By Staff Writer
A well-attended anti-lockdown protest in Sydney on Saturday has resulted in NSW Police forming a strike force to identify the protestors. Nearly two dozen detectives will attempt to identify the approximately 3,500 protestors caught up in the melee.
The number of protestors reportedly caught police by surprise. But chatter about the protest had been circulating on encrypted messaging app Telegram for some time before jumping across to Facebook.
During Saturday’s protests, NSW Police arrested 63 protestors. Since then, police are working through public tipoffs, television footage, and CCTV images to identify more protestors. NSW Police are also beginning to work through social media feeds and are looking at accessing data from multiple points.
A massive digital modernisation program underway at NSW Police combined with various accessible data means identifying protestors is becoming easier than it once was.
Sydney’s public transport card, Opal, is presently recording just over one million trips a week. Owing to lockdown restrictions, that is way down on the usual user numbers. But NSW Police can and do access Opal data without a warrant. The data, which NSW Police use to help trace a person’s movements, reveals when a person passed through a certain location. In the wake of the protest, social commentary indicates Opal is one of the data points NSW Police will turn to.
A grab bag of available data points around Sydney, including road tolls, number plate recognition points, Uber records, and ATM usage, can help give NSW Police an idea of who was in Sydney’s downtown zone on Saturday.
But it is Sydney’s ubiquitous CCTV network and NSW Police’s dramatic AI fuelled improvements in filtering CCTV footage that may prove their best asset.
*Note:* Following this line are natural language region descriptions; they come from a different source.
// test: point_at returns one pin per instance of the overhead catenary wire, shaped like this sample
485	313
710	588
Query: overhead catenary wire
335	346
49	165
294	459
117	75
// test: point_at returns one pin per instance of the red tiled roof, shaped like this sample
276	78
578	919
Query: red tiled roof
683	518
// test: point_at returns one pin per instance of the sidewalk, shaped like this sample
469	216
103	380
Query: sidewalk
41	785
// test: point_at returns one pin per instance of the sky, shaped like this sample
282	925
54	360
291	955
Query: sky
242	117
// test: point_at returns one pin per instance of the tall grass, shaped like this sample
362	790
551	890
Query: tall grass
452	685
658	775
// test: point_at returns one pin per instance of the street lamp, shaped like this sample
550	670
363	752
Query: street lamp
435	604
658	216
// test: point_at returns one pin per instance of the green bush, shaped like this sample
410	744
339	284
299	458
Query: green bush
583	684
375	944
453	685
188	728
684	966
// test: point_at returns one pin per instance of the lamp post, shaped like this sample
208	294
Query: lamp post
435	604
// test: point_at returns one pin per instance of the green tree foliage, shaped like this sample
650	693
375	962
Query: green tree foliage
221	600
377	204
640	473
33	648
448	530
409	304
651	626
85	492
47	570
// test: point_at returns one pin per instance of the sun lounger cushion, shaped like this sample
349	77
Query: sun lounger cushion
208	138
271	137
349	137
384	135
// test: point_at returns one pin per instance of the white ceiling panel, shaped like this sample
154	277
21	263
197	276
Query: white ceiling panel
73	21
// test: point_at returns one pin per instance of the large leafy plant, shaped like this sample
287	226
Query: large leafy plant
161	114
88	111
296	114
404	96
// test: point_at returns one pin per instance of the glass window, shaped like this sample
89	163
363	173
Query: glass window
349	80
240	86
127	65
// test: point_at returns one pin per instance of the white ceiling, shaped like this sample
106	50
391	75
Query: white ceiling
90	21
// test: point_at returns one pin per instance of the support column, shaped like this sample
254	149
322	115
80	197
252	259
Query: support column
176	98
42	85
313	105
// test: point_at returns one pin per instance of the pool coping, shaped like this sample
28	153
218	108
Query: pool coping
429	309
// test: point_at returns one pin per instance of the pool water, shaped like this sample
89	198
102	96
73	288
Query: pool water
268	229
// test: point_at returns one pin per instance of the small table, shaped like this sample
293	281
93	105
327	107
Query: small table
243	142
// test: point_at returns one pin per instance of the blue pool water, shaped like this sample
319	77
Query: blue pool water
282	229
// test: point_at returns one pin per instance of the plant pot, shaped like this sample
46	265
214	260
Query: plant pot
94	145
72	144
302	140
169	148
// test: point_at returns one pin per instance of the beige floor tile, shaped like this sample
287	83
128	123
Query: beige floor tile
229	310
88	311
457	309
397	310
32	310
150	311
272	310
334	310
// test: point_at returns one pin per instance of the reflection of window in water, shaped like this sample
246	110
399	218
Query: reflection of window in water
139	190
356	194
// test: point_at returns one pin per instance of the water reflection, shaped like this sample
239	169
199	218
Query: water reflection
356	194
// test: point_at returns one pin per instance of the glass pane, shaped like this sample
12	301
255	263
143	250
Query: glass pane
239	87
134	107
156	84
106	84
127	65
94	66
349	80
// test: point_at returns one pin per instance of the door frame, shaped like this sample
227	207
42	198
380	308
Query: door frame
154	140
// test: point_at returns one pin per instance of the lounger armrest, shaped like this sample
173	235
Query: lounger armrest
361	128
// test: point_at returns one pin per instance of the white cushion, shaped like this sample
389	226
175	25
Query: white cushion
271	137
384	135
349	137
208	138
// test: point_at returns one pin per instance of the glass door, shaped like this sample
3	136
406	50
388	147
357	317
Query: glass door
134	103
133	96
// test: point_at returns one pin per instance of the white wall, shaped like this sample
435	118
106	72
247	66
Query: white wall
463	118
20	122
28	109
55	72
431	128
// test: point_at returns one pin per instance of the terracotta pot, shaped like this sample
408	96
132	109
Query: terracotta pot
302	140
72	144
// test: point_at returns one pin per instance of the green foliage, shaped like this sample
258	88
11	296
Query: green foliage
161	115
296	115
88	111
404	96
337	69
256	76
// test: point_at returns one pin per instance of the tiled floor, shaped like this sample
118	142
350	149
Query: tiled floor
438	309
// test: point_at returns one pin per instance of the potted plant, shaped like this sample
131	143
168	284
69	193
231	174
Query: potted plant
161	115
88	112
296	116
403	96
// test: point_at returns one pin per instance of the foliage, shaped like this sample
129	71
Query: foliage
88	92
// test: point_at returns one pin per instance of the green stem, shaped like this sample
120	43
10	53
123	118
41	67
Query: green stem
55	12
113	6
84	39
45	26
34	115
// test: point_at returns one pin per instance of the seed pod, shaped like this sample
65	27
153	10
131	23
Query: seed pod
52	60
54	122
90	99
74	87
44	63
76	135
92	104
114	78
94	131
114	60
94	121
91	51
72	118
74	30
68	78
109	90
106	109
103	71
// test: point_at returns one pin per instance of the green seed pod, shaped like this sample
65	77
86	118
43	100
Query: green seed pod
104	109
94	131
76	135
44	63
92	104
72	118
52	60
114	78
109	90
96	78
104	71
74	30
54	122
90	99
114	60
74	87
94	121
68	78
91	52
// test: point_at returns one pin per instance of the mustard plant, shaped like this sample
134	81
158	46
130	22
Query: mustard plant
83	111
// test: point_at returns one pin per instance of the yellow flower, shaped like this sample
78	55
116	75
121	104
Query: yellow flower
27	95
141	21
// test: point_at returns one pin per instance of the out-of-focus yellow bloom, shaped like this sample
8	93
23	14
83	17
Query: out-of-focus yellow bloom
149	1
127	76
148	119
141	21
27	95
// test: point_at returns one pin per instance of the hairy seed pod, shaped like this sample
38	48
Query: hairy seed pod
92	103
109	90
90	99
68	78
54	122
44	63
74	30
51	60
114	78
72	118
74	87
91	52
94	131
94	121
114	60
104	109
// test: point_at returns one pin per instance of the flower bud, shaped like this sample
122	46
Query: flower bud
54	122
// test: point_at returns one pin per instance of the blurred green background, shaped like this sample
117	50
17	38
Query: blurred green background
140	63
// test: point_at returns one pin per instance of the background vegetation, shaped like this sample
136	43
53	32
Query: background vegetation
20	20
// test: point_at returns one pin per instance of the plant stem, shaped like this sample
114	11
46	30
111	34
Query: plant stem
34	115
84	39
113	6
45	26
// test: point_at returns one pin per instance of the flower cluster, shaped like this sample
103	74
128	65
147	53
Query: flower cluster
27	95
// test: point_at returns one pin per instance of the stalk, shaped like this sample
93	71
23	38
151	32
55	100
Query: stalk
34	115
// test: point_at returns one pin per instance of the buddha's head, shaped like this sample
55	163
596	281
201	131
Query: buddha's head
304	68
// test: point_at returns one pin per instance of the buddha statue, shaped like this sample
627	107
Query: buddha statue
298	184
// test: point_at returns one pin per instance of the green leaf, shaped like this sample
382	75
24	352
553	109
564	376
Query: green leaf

NSW Police long had a reputation as a technology laggard, but that is changing. In recent years, Australia’s biggest police force has undergone a significant digital transformation effort that has seen legacy IT systems retired, re-architected, or replaced.
The longstanding Computerised Operational Policing System (COPS) used by NSW Police holds more than 40 million records. COPS was recently overhauled as part of the digital transformation effort.
Coming into its own after Saturday’s protests, the recent rollout of an AI/ML-infused Insights policing program will provide investigators with access to a wide range of critical information. Time-consuming tasks like going through CCTV footage is now automated.
Microsoft is behind much of this technology. The software giant has previously courted controversy after police forces overseas used their technology in facial recognition matters. Microsoft says its software sold to NSW Police does not get used for facial recognition. Rather, it says it can identify “objects” that assist the police with investigations.
While ethical considerations currently constrain the potential of AI and ML to assist police, experts think the technology now available to NSW Police can potentially be trained to identify the backpack and clothes a person is wearing, focus on a person’s gait, and zero in on hairstyles – all helpful in identifying people.
The resources being poured into the investigation of Saturday’s protest in Sydney indicates NSW Police will deploy every resource at their disposal to make more arrests.